Is there a reader out there who does not have a To Do list? Surely everyone has one, either written or mental. So tell me, why does this list seem to grow longer every year?

The years are certainly not getting longer. It’s just the projects and chores that seem to escalate. As soon as I enjoy the heady rush of satisfaction in having completed something, crossed through it with a large “DONE” in bold strokes, up pops another TO DO.

My list haunts me waking and sleeping; it is always there, at the back of my conscience.

Not today. Today is a Red Letter Day as far as my list is concerned. Not only have I eliminated one major project, I have crossed through five. Correct: five TO DOs wiped off my page. It has about killed me…and filled me with nostalgia, heartache, pride and maternal joy.

I have just completed scrapbooks for each of my five grown children. (Each lives out of town so I am hoping that not one of them sees this column and spoils their big Christmas surprise.) Many of my friends tell me they did this when their child reached his or her fortieth birthday.

Or when the offspring married and left home. I’m tardy in even thinking “scrapbooking” though I admit the word appeared on that dreaded list nearly three years ago. After weeks of intense sorting, filing, sifting, copying multiple documents and photographs I finally heave a giant sigh of relief and satisfaction.

This was a long process as many of you craft-wise veterans will attest. Buying the correct scrapbooks was the first hurdle. I readily admit to being a novice at the art of scrapbooking and felt as out of place as a rose in Antarctica in the aisles of the craft shop.

Everyone else seemed to know exactly where to locate Lucite page covers, the correct glue, a certain type of SLAB paper and the necessary but oh-so-expensive do-dads that decorate pages. I came home on this first shopping foray with two enormous bags of supplies.

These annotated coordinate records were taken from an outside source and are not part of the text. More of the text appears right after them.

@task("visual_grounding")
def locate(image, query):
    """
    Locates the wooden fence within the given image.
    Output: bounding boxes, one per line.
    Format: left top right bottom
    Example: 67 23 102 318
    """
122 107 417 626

The next day I returned to the same store to exchange everything. I had purchased the correct covers but the wrong pages. On this trip I flagged down a knowledgeable and sympathetic clerk who guided me to perfect scrapbooking techniques and necessary supplies.

Not that my five books are perfect. Hardly that. But they contain more about each of my children than I think even they will want to know. It appears I was a real saver. From immunization records to pre-kindergarten reports to college grades: I tucked everything away in a file.

And the letters! If I tallied up the hours spent completing this project I think I spent more time reading and remembering and giggling than gluing and taping.

I had not reviewed each child’s file for years so I delved into them one by one, seeing with fresh eyes the young adult my babies have become. The thunderbolt struck me as I neared completion of this Herculean project. That is, the ambition and accomplishment I now see in my adult offspring was sprouting there as a healthy kernel in those precious early years.

My dominant child is still dominant. The Eagle Scouts exemplify the ideals and ethics they espoused many years ago. The writers in the family put me to shame.

One child wrote reams of poetry, including limericks. Another has a short story, written at age 8, that should be published today. The artwork was overwhelming. Pictures and letters and certificates have gone into separate and accompanying archival boxes. The scrapbooks that I purchased are large and commodious but at some point there had to be a limit.

The books also hold copies of the family trees of both parents, something I wish I’d had many years ago. The children’s father, deceased for nearly thirty years as I write this, is remembered in each of the books with press clippings, pictures, speeches and letters to his family. I know they, like their mother, will wipe a tear or two as they look through those pages.

As I view this Mount Rushmore of accomplishment and once more sigh with contentment, I feel a tiny wave of sadness creeping into my psyche. Perhaps it is the pleasurable realization that my five are really gone from the nest and for this last brief moment I’ve had them wholly to myself.
Ah, the joys of parenthood: holding on…and letting go.

Barbara Dickinson is an author and freelance writer in the Roanoke Valley.